Lars Toomre has been extremely consumed with his Object Management Group ("OMG") technology standards work this week. Lars is the chair of the OMG Government Domain Task Force ("GOVT DTF") that focuses on topics like RegTech, Compliance, Central Bank Digial Currencies ("CBDCs"), Government Statistics, and Secure and Trustworthy Elections. As always, Lars is dealing with a plethora of acronyms and various defined phrases, so OMG even has a working group focused on that topic too, Vocabularies for Community of Interest ("VCOI")! . Hence, Lars has not had much of a chance to respond to quite a pile of emails or direct messages. There are many, great specifications "in-flight" within the OMG standards community and Lars will explain much more very shortly.
There is, however, one critically important item that Lars wants to highlight to people involved with real estate and/or the Capital Markets. Pay avid and intense attention to what is happening with the real estate funds of both Blackstone and Starwood. These firms are perceived as premier asset managers. Blackstone attracted about $70 Billion to their REIT in the last five years approximately, Starwood close to $20 Billion!
Both Blackstone and Starwood have now "gated" their big non-traded real estate investment trusts ("REITs") and/or commercial real estate investment pools. These typically get evaluated based on annual, appraisal-based Net Asset Values ("NAVs"). This is extremely bad news and the eventual losses may well be multiple times worse than the recent FTX cryptocurrency debacle that many are still sorting through. The lack of liquidity in the big private REIT managers makes one wonder what the heck is going on with the lesser-quality asset managers.
Apparently, the REIT management and redemption fees charged to institutional investors for this illiquid crap are absolutely insane (something north of 3.00% per annum when one can buy public REIT ETFs with maybe 0.50% annual fees),. In BRC FinTech's "uninformed" view, such high fees cannot be justified over an entire economic cycle, especially when compounding is considered relative to alternatives.
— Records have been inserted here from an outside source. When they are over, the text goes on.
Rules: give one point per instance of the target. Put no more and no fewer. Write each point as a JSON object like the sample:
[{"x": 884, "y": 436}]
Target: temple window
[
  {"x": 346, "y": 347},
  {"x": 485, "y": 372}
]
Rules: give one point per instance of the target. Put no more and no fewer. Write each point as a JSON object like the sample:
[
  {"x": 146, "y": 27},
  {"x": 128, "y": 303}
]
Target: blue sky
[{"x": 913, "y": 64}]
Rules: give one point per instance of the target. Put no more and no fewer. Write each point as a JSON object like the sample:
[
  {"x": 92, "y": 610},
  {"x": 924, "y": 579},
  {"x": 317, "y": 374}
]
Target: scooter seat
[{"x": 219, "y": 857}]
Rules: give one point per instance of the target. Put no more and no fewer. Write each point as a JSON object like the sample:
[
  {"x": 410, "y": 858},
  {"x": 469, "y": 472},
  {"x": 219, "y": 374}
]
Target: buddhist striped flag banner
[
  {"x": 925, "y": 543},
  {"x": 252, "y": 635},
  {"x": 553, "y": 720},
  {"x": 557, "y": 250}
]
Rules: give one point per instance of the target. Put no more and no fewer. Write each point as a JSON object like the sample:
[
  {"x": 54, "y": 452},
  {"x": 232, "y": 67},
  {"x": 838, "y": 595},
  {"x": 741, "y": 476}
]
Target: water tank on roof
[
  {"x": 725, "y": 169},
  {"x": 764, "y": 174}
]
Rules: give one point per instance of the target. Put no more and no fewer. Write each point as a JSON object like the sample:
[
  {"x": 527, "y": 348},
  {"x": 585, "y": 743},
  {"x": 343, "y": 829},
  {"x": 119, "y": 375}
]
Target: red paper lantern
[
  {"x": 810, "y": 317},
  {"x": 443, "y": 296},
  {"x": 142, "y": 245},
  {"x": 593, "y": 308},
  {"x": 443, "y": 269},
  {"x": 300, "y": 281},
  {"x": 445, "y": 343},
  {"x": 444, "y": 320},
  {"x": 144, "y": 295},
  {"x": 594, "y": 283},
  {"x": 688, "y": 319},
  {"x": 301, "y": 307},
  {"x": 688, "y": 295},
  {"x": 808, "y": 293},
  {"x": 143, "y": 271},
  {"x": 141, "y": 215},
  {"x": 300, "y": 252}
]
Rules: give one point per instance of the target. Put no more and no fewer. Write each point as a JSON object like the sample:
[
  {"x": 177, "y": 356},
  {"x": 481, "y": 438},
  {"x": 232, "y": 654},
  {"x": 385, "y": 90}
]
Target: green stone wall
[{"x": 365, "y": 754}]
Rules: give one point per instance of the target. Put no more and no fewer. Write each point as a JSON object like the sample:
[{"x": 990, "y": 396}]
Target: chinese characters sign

This is probably just an over-crowded trade that resulted from Zero Interest Rate Policy ("ZIRP"). The funny part is that, while institutional investors are so-called "gated", Blackstone and their brethren get to continue to charge their insane fees -- perhaps for years while trying to liquidate these highly illiquid portfolios when it has switched to a buyer's market with virtually no one interested in catching a proverbial falling knife!!
The huge problem in December 2022 is that the reported NAVs are considerably higher than where the actual market transactions are occurring with independent third parties. Most of the annual NAVs were done near the start of 2022 when 10yr yield started at 1.63% or so. The 10yr TSY yield is now about 3.55% and has been as high as 4.45% recently.
Institutional investors -- like state pension plans, college endowments, and life insurance companies -- all are attempting to flee the nontraded REIT sector so that they do not take the very large forthcoming losses. These losses will likely have a bigger effect than the FTX Trading cryptocurrency debacle!! Watch out liquidity is very quickly disappearing and it is only December 6th!! We are in a liquidity crunch that is going to impact most investors shortly.